By the 1900's the professions’ position in America was solidified and other occupations began “professionalizing” or simply emulating the professions. Bledstein notes that between 1870 and 1880 over two hundred learned societies were created. These included teachers’ groups, scientists’ organizations, historians, and language instructors. In addition, other occupations such as engineers, business managers, funeral directors, and social workers took-on professional status through connections with specialized university programs, state licensing, examination and certification, and an articulated service ethic (see, for example, Carolyn Marvin’s history of the development of electrical engineering as a profession). The professions had become the way in which the middle class could gain social prestige and economic success in a growing America and the quest for a university education became the first step in this process.

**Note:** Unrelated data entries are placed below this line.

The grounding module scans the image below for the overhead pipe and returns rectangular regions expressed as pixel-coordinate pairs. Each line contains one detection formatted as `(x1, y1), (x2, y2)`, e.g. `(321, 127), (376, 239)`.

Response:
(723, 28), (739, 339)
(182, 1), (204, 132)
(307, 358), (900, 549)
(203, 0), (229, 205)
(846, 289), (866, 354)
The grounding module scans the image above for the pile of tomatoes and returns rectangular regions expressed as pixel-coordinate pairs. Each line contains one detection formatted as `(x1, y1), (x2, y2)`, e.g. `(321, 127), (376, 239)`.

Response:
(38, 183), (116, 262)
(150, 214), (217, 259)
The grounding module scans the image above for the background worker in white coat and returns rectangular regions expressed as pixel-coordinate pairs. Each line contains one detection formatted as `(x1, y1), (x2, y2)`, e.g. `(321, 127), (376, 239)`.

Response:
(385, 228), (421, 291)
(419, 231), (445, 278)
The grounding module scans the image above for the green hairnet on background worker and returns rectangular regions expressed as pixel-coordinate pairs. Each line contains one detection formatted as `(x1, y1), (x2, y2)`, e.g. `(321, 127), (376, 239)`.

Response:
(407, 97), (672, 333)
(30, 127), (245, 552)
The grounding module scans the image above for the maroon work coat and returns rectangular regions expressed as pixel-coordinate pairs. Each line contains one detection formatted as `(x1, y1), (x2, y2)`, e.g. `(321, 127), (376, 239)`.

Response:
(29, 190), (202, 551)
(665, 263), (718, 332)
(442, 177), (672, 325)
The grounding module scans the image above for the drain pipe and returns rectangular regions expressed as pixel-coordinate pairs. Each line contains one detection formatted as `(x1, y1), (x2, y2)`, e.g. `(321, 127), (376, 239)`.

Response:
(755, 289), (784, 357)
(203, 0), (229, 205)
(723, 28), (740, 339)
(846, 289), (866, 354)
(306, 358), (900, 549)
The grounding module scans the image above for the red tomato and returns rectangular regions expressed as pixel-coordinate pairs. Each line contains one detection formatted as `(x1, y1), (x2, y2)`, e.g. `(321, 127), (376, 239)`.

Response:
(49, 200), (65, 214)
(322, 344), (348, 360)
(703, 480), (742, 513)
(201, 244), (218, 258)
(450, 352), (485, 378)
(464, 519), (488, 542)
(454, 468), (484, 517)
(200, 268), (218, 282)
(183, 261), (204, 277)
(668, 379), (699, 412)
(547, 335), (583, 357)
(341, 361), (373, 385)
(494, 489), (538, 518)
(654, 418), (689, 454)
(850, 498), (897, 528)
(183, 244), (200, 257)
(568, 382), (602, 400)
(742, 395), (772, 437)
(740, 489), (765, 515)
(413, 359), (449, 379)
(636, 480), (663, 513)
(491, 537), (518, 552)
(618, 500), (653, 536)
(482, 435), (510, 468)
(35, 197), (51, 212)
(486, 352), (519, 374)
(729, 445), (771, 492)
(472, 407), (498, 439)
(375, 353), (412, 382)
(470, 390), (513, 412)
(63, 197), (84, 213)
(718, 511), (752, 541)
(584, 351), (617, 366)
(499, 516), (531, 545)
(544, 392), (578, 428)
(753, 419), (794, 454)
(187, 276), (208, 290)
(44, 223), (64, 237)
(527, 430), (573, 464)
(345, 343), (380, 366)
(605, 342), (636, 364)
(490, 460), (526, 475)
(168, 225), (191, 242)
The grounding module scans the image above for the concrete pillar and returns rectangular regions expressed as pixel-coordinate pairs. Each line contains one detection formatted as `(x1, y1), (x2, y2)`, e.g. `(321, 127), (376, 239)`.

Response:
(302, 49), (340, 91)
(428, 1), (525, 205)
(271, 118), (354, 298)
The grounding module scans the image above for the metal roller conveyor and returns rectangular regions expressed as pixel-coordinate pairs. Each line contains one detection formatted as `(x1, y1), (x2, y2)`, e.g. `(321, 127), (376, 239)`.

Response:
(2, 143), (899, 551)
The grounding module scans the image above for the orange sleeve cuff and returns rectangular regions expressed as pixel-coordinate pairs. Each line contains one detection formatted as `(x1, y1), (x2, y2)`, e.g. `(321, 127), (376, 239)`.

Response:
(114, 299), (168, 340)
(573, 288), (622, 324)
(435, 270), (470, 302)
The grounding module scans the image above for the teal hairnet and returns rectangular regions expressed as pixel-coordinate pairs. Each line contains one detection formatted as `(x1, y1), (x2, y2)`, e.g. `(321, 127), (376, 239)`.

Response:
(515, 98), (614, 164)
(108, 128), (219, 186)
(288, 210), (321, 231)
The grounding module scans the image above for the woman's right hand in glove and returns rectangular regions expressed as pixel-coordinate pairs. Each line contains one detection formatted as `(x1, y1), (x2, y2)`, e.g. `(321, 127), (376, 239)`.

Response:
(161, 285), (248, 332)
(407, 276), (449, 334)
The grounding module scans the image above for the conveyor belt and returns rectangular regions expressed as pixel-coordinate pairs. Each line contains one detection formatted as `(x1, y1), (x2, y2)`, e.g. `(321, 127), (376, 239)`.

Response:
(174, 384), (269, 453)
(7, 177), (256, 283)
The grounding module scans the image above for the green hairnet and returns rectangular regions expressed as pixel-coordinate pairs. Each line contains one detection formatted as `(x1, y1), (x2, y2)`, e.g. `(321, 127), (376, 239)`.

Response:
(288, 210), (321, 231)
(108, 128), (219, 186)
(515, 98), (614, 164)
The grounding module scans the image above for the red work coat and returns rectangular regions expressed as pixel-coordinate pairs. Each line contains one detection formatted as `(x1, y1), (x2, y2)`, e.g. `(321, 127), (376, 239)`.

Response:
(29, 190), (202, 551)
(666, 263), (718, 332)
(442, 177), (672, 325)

This chapter is concerned with the central role universities have played in the maintenance of the professional class. However, we assert that while universities have historically played a primary role in the reproduction and maintenance of the professional classes,  this central function has recently shifted away from historically academic universities and has been adopted by newly emergent corporate universities and other workplace education programs. We argue that this has occurred as a response to three significant factors. First, we discuss the conflicting social space occupied by professional life, by which we mean the ways professionalism grew as a democratic movement yet simultaneously strove to achieve and embrace its own economic and social elitism based on knowledge/power and monopoly control of intellectual resources. Professionalism’s meritocractic and democratic impulses stipulated that anyone should be able to acquire the knowledge needed to move into the professional classes and gain elite economic and social status. Yet, paradoxically, in order to retain their status, these same professionals needed, in turn, to restrict public access to this same body of knowledge.

Second, we argue that as universities democratized in the 1960's and 1970's, they no longer offered the professional class the elite status and cultural assimilation necessary for professional life. This became evident as business leaders, professional gatekeepers, and even academics themselves argued that university education did not cross-over effectively into professional workplace contexts. We argue that these common criticisms of academic education are not based on graduates’ knowledge but instead on their lack of assimilation and sophistication into professional cultures. We also argue that this lack of cultural assimilation is due, in part, to professionals’ desire to create an elite class apart from regular university graduates.

Third, we argue that the nature of professional work itself has changed. In recent years, several once-prominent university-based professions have suffered a decline in occupational and cultural status as market and corporate forces have undermined professionals’ gatekeeping authority and workplace conditions. As a result, we argue that professional occupations that have historically been linked to what we call “product knowledge” are being replaced by professionals specializing in “process knowledge” and a new kind of global professional culture that is outside the experience and resources of most academic programs.

As a result of these factors, we argue that corporations have begun to supplement traditional higher education with their own immersion into and instruction in professional cultures. This immersion and professional cultural schooling is occurring in what are becoming known as “corporate universities.